Interpreting the Output
Here is the output:
1 [
2 {"box_2d": [198, 438, 394, 628], "label": "people"},
3 {"box_2d": [175, 592, 988, 1000], "label": "people"},
4 {"box_2d": [257, 734, 530, 876], "label": "people"},
5 {"box_2d": [203, 146, 473, 346], "label": "people"},
6 {"box_2d": [253, 0, 996, 324], "label": "people"}
7 ]
1 A group of five people are playing poker at a long table. The woman at the top of the table has short white hair and is wearing a red scarf. The man to her left has short gray hair and is smiling. To his left is a man wearing a black baseball cap and a gray sweatshirt. To the right of the woman with white hair is another woman with short brown hair, and to her right is a man with a gray beard and a green shirt.
1 [
2 {"box_2d": [198, 437, 387, 627], "label": "a person holding cards"},
3 {"box_2d": [254, 0, 1000, 326], "label": "a person holding cards"},
4 {"box_2d": [177, 593, 996, 1000], "label": "a person holding cards"},
5 {"box_2d": [205, 155, 467, 351], "label": "a person"},
6 {"box_2d": [257, 734, 464, 877], "label": "a person"}
7 ]
The response.text from these calls will contain the model’s analysis based on both the text instructions and the visual information in poker.jpeg. You would expect to see:
- A JSON formatted string representing the bounding boxes for detected people.
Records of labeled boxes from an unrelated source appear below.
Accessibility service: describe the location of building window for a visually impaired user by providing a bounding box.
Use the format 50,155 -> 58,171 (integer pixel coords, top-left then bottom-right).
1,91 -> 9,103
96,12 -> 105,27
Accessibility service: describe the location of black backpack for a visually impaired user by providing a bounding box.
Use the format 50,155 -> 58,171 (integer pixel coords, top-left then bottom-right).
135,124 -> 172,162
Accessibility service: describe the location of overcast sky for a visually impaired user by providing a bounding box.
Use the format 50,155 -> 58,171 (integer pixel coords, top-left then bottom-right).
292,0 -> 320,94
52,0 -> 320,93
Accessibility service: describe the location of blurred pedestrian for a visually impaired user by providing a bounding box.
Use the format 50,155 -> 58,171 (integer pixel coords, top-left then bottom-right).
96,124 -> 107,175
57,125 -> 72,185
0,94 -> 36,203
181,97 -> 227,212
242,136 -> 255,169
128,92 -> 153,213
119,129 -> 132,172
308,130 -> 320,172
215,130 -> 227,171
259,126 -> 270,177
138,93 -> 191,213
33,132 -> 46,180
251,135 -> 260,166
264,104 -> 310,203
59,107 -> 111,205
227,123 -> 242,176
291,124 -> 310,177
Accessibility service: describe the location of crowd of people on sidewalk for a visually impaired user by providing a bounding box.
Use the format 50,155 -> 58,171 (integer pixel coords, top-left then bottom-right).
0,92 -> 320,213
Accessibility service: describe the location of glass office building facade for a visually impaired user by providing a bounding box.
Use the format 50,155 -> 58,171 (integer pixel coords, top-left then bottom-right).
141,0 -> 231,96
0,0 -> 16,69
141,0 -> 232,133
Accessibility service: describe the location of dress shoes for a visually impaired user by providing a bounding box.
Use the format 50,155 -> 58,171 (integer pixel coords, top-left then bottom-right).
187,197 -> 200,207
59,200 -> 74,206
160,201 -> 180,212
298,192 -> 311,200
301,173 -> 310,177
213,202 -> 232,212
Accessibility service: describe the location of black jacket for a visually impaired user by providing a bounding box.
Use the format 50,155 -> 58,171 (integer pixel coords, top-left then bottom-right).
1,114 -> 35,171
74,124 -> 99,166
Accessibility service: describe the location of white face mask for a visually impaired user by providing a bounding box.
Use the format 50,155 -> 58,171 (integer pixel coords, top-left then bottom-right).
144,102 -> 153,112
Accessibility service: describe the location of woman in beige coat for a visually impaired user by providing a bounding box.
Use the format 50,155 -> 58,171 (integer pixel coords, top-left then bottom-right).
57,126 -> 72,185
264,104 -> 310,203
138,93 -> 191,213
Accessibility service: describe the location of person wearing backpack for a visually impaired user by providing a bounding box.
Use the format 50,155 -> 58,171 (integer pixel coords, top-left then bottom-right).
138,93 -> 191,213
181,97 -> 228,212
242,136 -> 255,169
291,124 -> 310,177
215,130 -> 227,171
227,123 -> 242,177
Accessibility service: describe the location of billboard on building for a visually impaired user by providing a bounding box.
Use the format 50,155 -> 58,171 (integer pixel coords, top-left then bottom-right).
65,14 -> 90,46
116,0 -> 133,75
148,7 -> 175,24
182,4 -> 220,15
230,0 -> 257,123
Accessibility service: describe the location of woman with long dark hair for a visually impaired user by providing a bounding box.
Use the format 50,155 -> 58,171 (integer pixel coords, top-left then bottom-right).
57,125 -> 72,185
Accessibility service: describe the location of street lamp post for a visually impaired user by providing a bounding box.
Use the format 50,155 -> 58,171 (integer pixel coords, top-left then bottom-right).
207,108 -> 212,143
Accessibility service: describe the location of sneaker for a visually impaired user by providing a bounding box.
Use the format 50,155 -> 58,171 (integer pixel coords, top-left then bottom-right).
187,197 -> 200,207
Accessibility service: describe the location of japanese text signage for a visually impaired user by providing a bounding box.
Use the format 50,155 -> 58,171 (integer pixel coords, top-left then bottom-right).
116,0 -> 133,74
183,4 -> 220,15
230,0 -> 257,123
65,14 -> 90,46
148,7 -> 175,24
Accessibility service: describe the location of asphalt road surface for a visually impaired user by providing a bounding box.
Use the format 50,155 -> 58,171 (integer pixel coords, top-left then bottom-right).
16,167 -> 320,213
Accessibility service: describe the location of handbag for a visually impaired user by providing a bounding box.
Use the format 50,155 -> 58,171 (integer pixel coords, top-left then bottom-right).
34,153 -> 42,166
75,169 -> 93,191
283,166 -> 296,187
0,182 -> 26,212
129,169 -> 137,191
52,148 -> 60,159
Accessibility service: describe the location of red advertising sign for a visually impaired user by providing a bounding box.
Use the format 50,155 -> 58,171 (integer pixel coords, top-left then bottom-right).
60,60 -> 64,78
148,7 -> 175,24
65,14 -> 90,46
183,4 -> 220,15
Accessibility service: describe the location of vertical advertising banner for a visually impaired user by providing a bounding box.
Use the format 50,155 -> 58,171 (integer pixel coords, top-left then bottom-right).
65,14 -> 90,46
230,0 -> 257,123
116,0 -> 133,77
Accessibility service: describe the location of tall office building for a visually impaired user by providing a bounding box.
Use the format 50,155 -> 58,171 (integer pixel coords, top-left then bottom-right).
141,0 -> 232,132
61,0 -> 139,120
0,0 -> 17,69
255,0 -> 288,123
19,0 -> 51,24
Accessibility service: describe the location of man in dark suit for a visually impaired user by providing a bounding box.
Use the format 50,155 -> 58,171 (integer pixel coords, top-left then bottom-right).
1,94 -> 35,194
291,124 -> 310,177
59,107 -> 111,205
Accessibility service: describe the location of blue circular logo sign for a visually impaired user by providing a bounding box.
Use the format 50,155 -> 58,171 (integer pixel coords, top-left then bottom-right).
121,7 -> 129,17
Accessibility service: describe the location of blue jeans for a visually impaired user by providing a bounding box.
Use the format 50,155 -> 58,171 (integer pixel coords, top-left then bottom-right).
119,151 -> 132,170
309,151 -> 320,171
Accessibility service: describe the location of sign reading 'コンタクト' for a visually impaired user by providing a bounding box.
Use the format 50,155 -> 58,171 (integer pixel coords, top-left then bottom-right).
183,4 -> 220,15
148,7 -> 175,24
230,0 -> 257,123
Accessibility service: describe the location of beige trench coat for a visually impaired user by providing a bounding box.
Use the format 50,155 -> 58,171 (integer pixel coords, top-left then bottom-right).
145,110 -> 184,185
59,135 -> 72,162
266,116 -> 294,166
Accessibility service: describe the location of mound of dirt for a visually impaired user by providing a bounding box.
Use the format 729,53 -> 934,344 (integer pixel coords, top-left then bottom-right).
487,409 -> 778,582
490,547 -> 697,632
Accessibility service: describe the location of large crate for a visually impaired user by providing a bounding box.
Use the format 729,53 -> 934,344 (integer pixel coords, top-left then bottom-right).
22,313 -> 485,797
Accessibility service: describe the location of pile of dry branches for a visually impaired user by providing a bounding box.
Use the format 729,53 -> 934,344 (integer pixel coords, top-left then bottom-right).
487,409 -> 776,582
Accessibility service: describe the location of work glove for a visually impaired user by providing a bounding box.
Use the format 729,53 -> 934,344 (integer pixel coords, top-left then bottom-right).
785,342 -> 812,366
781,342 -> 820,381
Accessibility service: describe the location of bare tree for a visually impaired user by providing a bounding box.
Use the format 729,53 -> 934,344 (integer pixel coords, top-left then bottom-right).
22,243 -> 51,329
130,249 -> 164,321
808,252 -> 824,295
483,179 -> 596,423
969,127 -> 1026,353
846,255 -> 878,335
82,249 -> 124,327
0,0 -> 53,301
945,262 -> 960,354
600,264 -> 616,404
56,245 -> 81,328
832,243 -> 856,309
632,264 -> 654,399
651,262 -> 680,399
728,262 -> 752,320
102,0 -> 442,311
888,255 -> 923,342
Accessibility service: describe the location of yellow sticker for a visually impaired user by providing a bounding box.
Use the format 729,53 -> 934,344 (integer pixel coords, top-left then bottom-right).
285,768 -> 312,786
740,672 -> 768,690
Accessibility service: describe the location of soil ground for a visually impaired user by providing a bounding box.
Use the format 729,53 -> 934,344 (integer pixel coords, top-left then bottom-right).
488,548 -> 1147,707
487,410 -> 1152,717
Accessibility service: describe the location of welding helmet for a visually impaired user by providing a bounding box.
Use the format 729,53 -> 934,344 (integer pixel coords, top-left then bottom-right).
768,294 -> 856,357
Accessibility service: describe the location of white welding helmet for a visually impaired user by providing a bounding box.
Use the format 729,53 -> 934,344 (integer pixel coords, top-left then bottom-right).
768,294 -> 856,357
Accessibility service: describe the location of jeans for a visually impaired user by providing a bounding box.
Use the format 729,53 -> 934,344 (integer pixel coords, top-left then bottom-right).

- Text descriptions corresponding to each identified person, tailored to the specifics of
promptorprompt2.
Parsing the JSON and associating it with the descriptions would be the next step in a real application.
Potential Applications
This ability to process images and text together enables many applications, including:
- Visual Question Answering (VQA): Ask specific questions about an image (“What color is the car?”, “Are there any animals in this picture?”).
- Image Captioning/Description: Generate detailed textual descriptions of an image’s content.
- Object Recognition & Analysis: Identify objects and describe their attributes or relationships (“Describe the furniture in the room.”).
- Data Extraction from Images: Pull text or structured data from photos of documents, whiteboards, or signs.
- Image Comparison: Provide two images and ask the model to describe the differences.
Wrap Up
Gemini’s multimodal capabilities significantly broaden the scope of tasks you can accomplish. By leveraging the Python SDK and libraries like Pillow, you can easily combine text prompts and image data in a single API call. The key is structuring the contents parameter as a list containing both your textual instructions and the loaded image object. This allows you to build sophisticated applications that can “see” and reason about visual information based on your specific textual guidance. Remember to use a model that supports multimodal input and include Pillow in your project dependencies.